Additionally to the endpoints of the backend used by the frontend, there are additional endpoints that are relevant, especially when ActiveAnno is used in a microservice context. Here, the endpoints are documented together with screenshots from Postman as an example of how to call the API.

Importing documents into ActiveAnno

There are two ways to get documents to annotate into the application. Either create a One-off project and upload the documents inside the Manage UI, or create a project for continuous annotation of streams of documents. For this, the Import API is available.
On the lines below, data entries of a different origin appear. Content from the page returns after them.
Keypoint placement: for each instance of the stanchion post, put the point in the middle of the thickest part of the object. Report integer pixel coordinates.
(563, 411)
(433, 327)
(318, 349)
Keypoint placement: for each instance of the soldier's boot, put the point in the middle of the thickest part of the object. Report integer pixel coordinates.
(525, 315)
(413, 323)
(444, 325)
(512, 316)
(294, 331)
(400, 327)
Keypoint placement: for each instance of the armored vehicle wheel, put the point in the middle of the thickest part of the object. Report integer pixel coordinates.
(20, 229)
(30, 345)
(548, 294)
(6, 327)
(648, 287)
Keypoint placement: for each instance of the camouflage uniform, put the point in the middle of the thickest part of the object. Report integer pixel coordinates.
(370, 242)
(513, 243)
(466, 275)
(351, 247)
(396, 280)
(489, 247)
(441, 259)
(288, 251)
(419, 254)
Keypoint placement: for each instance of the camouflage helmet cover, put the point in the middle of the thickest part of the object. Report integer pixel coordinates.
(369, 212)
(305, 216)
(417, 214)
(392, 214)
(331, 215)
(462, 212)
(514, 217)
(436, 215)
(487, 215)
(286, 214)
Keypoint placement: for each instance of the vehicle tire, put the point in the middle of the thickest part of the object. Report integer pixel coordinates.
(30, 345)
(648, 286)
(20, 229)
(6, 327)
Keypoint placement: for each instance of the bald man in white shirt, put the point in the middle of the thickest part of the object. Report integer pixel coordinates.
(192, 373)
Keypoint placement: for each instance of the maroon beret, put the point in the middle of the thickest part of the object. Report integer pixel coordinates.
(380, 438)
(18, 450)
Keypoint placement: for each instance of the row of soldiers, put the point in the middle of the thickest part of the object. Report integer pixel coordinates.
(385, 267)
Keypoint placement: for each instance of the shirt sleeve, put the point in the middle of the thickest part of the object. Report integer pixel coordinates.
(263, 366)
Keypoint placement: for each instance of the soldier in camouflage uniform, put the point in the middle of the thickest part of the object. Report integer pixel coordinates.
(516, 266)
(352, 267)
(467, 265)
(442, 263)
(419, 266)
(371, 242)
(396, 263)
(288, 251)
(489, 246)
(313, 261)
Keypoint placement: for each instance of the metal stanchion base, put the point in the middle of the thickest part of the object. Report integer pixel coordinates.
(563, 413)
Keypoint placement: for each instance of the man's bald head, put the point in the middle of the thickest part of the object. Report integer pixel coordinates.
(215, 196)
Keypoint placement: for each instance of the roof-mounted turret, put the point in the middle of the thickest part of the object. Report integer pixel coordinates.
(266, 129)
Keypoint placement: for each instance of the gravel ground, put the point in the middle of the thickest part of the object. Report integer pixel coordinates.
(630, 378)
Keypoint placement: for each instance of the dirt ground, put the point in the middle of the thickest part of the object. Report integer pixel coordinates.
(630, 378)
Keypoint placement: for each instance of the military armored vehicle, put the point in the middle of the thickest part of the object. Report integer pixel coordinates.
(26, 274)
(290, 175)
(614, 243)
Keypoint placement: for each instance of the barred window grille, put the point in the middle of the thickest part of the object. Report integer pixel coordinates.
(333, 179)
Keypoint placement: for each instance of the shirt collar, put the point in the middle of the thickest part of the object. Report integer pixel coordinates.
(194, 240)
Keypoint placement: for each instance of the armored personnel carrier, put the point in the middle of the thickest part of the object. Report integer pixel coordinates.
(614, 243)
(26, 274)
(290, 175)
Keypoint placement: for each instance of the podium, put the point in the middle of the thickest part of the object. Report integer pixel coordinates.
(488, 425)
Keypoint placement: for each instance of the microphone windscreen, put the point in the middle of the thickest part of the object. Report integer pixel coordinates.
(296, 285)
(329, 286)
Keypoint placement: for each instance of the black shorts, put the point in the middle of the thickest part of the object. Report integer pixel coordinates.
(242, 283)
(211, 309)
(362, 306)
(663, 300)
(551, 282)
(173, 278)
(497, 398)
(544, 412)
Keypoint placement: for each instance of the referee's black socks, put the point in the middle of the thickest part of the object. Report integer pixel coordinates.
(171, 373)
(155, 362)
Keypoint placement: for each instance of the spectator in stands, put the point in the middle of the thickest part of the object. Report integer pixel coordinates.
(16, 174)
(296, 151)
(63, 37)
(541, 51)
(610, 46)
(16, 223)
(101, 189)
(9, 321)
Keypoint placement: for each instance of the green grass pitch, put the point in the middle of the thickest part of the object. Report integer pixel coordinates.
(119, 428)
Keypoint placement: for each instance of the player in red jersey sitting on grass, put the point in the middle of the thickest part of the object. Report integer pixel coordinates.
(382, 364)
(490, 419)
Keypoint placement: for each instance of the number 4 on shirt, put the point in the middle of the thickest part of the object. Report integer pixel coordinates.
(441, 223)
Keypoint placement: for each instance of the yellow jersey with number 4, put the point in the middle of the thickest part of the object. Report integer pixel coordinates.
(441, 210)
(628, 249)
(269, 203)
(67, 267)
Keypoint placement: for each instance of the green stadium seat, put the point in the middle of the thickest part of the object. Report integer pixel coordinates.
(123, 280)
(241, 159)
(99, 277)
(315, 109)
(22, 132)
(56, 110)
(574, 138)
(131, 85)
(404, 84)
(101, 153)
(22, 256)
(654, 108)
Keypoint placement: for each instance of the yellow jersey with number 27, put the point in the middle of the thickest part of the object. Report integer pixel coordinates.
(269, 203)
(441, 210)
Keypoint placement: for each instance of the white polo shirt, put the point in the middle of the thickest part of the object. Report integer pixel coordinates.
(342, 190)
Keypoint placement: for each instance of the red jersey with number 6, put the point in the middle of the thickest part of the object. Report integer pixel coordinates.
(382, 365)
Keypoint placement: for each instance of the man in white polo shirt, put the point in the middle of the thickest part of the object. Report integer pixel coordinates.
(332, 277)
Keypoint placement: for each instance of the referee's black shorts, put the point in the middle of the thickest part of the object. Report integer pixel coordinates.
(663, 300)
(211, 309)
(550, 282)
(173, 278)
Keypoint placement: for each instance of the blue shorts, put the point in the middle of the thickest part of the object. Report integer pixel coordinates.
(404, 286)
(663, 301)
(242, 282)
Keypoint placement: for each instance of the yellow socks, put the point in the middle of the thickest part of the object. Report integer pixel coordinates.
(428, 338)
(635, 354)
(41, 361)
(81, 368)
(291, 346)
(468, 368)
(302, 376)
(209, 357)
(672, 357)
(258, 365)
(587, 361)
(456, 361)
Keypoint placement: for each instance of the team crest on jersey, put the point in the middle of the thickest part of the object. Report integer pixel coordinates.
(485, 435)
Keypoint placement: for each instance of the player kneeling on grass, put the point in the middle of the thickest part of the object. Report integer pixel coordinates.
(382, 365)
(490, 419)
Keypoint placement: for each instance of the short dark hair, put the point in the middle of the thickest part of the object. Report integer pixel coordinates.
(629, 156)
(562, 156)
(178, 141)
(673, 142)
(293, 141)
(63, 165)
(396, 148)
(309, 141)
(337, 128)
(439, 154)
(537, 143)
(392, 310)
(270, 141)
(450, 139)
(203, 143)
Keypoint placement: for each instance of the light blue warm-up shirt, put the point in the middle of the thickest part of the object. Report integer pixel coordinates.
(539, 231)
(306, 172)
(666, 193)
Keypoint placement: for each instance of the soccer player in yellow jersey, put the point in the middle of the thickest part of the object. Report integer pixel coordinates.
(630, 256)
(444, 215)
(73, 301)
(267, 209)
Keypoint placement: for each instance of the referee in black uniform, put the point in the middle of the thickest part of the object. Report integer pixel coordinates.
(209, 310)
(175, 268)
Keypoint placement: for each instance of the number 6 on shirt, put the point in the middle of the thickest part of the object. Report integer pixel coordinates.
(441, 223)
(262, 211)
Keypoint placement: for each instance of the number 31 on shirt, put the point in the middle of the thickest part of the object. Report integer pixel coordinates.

POST /api/v1/import/document

The endpoint is protected via JWT authentication and authorization. In a production setup, the user needs to have the role activeanno_producer (configurable via env variables). Typical use cases would be another service pushing data to this endpoint, or pushing data manually via curl, Postman etc. For both cases a JWT with this role is required. The endpoint accepts all json structures, json objects as well as json arrays of json objects. Therefore, it is even more important that only authorized users can push to that endpoint. The application has no assumption about how the json objects are structured. For example, you could push a document of the following structure:

{
  "comment": "some comment",
  "timestamp": 123456789000,
  "innerObject": {
     "innerKey": "some metadata"
  },
  "uniqueID": 1
}

This document will be assigned a unique ID and be stored in a mongoDB instance. If you want to annotate this document, you need to create a project that applies a filter such that this document will be selected. Example filter for the document above

{
  "operator": "eq",
  "key": "uniqueID",
  "value": 1
}

Now, any document with unqiueID = 1 would be part of that project and will be shown to the annotators. You don't actually need to write that filter json yourself, it is possible to configure that inside the manage UI. Under the hood, it is just a Mongo Query {"uniqueID": {"$eq": 1}}. The reason the filter json structure is not directly the mongo query is that we gain type safety by modeling all allowed Mongo operations as classes in Kotlin. Also, the operator is used for polymorphic deserialization, making the transformation from JSON to the data structure inside the backend easy.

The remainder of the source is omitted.